An dieser Stelle eine kleine Anekdote aus meinem Leben als Läuferin. Ich war früher unglaublich ehrgeizig. Mehrere Halbmarathons, mehrere Bestzeiten hintereinander und schließlich Marathon. Die Anzeichen meiner Überlastung ignorierte ich damals gekonnt. Chronische Schienbeinkantensydrome auf beiden Seiten. Später eine Schleimbeutelentzündung an der Achillessehne und eine am großen Rollhügel an der Hüfte. Meine Pausen zu kurz, die Erholungszeit kaum vorhanden und die Trainingsintensität groß. Keine Chance für meinen Körper, sich anzupassen. Geendet hat dieser Kreislauf 2015 mit einem Ermüdungsbruch im linken Mittelfußknochen. Nachdem ich ewig lange meine Zeichen ignoriert hatte, fand mein Körper einen Weg, sich komplett von der Belastung zu befreien und mir zu zeigen, dass es langfristig so nicht funktioniert. Was ich daraus gelernt habe? Weiter zu gucken, als bis zum nächsten Halbmarathon. Weiter zu gucken als bis zur nächsten Trainingseinheit. Und auf meine körperlichen Signale zu hören.  Ich gebe zu, dass es noch eine ganze Weile dauerte. Es ist ein Prozess, mit dem ich noch heute zu kämpfen habe. Und dennoch weiß ich, wie wichtig es ist, dass ich dranbleibe. Dass ich meinen Körper umsorge und die Gesundheit an allererster Stelle steht.

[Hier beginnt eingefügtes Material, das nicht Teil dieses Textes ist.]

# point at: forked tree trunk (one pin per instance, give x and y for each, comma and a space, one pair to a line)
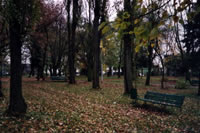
17, 103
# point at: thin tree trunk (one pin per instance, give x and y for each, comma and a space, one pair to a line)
72, 71
148, 77
120, 60
96, 43
128, 84
163, 73
1, 72
17, 103
199, 85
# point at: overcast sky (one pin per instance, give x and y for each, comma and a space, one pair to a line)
112, 11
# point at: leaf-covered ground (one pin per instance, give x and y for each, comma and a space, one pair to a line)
60, 107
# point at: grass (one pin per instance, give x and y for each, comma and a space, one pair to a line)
60, 107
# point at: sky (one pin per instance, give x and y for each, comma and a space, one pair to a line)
112, 11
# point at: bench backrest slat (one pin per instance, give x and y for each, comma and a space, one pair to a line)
166, 98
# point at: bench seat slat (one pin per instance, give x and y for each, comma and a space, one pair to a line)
163, 99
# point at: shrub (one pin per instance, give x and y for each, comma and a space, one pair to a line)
182, 84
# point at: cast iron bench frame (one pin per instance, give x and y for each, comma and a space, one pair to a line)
163, 99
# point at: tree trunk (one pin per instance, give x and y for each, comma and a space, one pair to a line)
199, 85
109, 71
89, 74
150, 50
163, 74
96, 46
1, 74
89, 52
128, 84
17, 103
72, 71
120, 60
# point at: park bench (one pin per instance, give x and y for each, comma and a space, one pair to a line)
163, 99
58, 78
194, 82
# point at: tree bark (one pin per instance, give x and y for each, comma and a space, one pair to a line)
120, 61
1, 72
17, 103
128, 84
199, 85
96, 46
150, 50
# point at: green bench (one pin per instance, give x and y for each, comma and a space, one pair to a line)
58, 78
163, 99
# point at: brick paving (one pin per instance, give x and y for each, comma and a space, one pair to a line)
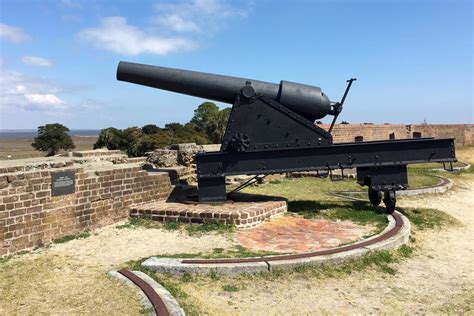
250, 211
291, 234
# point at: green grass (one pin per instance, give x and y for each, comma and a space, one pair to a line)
67, 238
236, 251
428, 218
191, 229
230, 288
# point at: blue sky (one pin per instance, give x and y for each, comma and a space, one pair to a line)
413, 59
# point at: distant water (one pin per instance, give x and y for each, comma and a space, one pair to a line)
32, 133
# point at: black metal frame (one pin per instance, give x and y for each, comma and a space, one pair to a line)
264, 137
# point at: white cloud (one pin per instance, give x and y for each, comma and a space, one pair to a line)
177, 23
71, 4
115, 35
44, 99
29, 93
196, 15
13, 34
36, 61
71, 18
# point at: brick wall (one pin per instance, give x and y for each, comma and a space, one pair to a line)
31, 217
463, 133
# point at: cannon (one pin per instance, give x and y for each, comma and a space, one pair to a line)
271, 130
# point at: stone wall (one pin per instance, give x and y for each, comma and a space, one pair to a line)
31, 217
463, 133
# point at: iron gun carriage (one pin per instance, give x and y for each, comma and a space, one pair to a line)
271, 130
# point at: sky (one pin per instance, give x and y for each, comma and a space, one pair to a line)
413, 59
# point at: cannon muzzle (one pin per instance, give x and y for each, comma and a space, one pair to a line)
308, 101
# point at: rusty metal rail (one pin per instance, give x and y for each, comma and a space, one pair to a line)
158, 304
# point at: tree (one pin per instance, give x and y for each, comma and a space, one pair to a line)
130, 138
150, 129
204, 115
110, 138
216, 128
52, 138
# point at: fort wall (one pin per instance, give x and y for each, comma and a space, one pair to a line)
342, 133
103, 193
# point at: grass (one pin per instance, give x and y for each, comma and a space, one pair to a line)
67, 238
236, 251
191, 229
428, 218
19, 148
230, 288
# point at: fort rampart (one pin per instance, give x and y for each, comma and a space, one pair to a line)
30, 216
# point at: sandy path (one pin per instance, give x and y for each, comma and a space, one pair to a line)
438, 278
71, 278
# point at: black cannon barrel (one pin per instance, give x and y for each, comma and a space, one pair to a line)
308, 101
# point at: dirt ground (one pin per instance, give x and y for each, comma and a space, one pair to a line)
439, 278
71, 278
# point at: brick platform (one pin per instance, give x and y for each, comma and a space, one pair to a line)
291, 234
247, 211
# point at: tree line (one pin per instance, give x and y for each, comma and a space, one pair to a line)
206, 126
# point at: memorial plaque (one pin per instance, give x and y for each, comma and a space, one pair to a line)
63, 182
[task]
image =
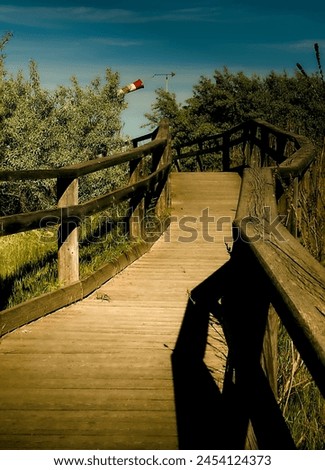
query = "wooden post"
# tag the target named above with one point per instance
(163, 193)
(136, 208)
(226, 153)
(68, 248)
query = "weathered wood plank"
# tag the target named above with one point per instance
(98, 374)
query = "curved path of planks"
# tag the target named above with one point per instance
(98, 374)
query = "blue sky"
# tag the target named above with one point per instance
(142, 38)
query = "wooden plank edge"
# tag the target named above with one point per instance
(31, 310)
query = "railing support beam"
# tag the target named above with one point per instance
(68, 247)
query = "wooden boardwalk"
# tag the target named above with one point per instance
(98, 374)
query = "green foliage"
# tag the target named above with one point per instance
(295, 103)
(300, 400)
(43, 129)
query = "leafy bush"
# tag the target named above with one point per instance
(43, 129)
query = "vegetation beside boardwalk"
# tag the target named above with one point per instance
(46, 129)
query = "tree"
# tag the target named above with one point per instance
(43, 129)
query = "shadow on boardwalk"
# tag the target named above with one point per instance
(208, 418)
(203, 417)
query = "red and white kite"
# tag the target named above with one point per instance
(131, 87)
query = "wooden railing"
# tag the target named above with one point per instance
(270, 275)
(147, 189)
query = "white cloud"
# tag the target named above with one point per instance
(55, 16)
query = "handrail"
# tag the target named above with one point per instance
(149, 167)
(282, 274)
(84, 168)
(269, 270)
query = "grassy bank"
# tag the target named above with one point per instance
(28, 261)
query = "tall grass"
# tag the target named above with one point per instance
(300, 400)
(28, 261)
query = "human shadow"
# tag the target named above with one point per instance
(245, 413)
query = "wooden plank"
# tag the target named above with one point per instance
(98, 373)
(33, 309)
(84, 168)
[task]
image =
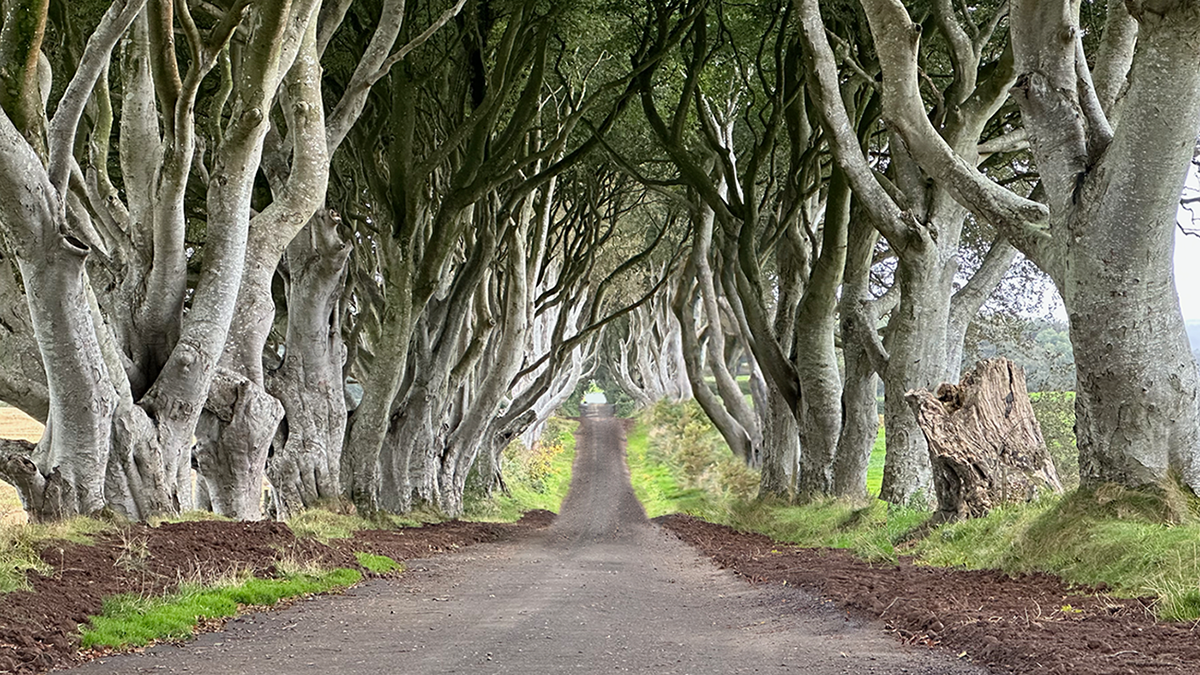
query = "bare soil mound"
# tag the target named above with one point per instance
(1030, 623)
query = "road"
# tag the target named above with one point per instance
(600, 591)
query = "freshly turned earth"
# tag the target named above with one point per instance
(599, 590)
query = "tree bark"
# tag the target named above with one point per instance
(305, 467)
(984, 442)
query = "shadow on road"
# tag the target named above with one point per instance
(600, 503)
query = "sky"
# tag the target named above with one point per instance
(1187, 274)
(1187, 254)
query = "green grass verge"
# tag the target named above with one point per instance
(130, 620)
(19, 545)
(535, 478)
(1135, 543)
(875, 466)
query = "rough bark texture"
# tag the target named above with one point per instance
(305, 467)
(984, 442)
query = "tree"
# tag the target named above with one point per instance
(127, 381)
(1111, 141)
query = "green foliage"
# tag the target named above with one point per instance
(324, 525)
(679, 464)
(129, 620)
(1056, 416)
(534, 478)
(378, 563)
(1039, 346)
(875, 531)
(875, 465)
(1137, 542)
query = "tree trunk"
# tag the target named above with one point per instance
(916, 344)
(781, 443)
(984, 442)
(861, 422)
(305, 467)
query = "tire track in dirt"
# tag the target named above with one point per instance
(603, 590)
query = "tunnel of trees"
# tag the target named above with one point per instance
(354, 248)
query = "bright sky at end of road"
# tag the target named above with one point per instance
(1187, 274)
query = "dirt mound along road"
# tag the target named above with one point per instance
(1031, 623)
(601, 590)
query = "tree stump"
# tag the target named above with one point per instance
(984, 441)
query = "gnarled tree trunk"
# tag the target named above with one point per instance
(984, 442)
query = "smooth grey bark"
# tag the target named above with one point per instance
(696, 335)
(65, 473)
(1104, 233)
(233, 441)
(924, 231)
(859, 408)
(816, 360)
(305, 467)
(781, 440)
(22, 377)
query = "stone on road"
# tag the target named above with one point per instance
(600, 591)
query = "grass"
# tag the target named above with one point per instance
(875, 466)
(19, 545)
(129, 620)
(1138, 543)
(1134, 543)
(535, 477)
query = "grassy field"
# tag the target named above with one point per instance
(1139, 543)
(15, 424)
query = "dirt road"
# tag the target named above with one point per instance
(600, 591)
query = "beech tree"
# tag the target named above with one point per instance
(1111, 138)
(127, 371)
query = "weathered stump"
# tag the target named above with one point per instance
(984, 441)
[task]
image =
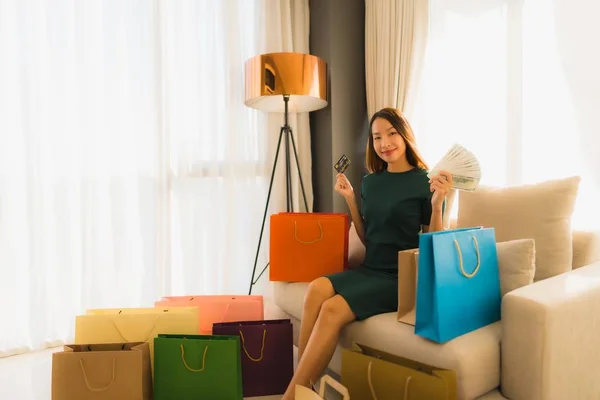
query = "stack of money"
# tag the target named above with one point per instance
(463, 165)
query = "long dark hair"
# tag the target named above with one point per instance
(373, 162)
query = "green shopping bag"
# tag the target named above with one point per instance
(197, 367)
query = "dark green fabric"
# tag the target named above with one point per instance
(394, 207)
(221, 378)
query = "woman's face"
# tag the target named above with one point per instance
(387, 142)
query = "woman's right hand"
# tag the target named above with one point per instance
(343, 186)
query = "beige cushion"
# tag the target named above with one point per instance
(516, 262)
(541, 212)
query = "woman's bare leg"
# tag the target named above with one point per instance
(319, 290)
(334, 315)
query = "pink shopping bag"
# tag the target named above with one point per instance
(218, 308)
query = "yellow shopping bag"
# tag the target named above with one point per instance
(134, 326)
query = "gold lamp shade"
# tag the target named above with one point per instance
(269, 77)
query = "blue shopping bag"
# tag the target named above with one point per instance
(458, 288)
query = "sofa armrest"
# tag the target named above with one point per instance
(586, 248)
(551, 338)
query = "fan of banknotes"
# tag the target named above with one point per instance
(463, 166)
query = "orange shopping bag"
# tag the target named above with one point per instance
(218, 308)
(305, 246)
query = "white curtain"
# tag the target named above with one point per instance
(129, 166)
(395, 41)
(516, 82)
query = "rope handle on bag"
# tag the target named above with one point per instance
(310, 241)
(262, 349)
(87, 383)
(129, 341)
(186, 364)
(370, 381)
(460, 262)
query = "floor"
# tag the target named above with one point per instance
(27, 377)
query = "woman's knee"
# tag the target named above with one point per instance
(319, 290)
(336, 311)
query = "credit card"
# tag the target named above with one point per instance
(342, 164)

Deshalb kann ich dir nur auf den Weg geben, auf dich zu achten und die ersten Zipperlein ernst zu nehmen. Denn alles, was anfangs nur ein kleines Zwicken ist, kann genau so schnell verschwinden, wie es aufgetreten ist. Du musst dir dann nur ein kleines bisschen Zeit und eine kleine Reduktion der Trainingsintensität erlauben. Doch wenn du erstmal im Kreislauf bist, kann so etwas ewig lange dauern. Denk dran – Muskulatur braucht meistens nur wenige Wochen, um sich von Überlastungen zu erholen. Sehnen und Knochen liegen schon bei ein paar Monaten. Frühes Reagieren bedeutet also, schnell wieder zurück ins Training zu kommen und deine Leistung langfristig schneller zu steigern.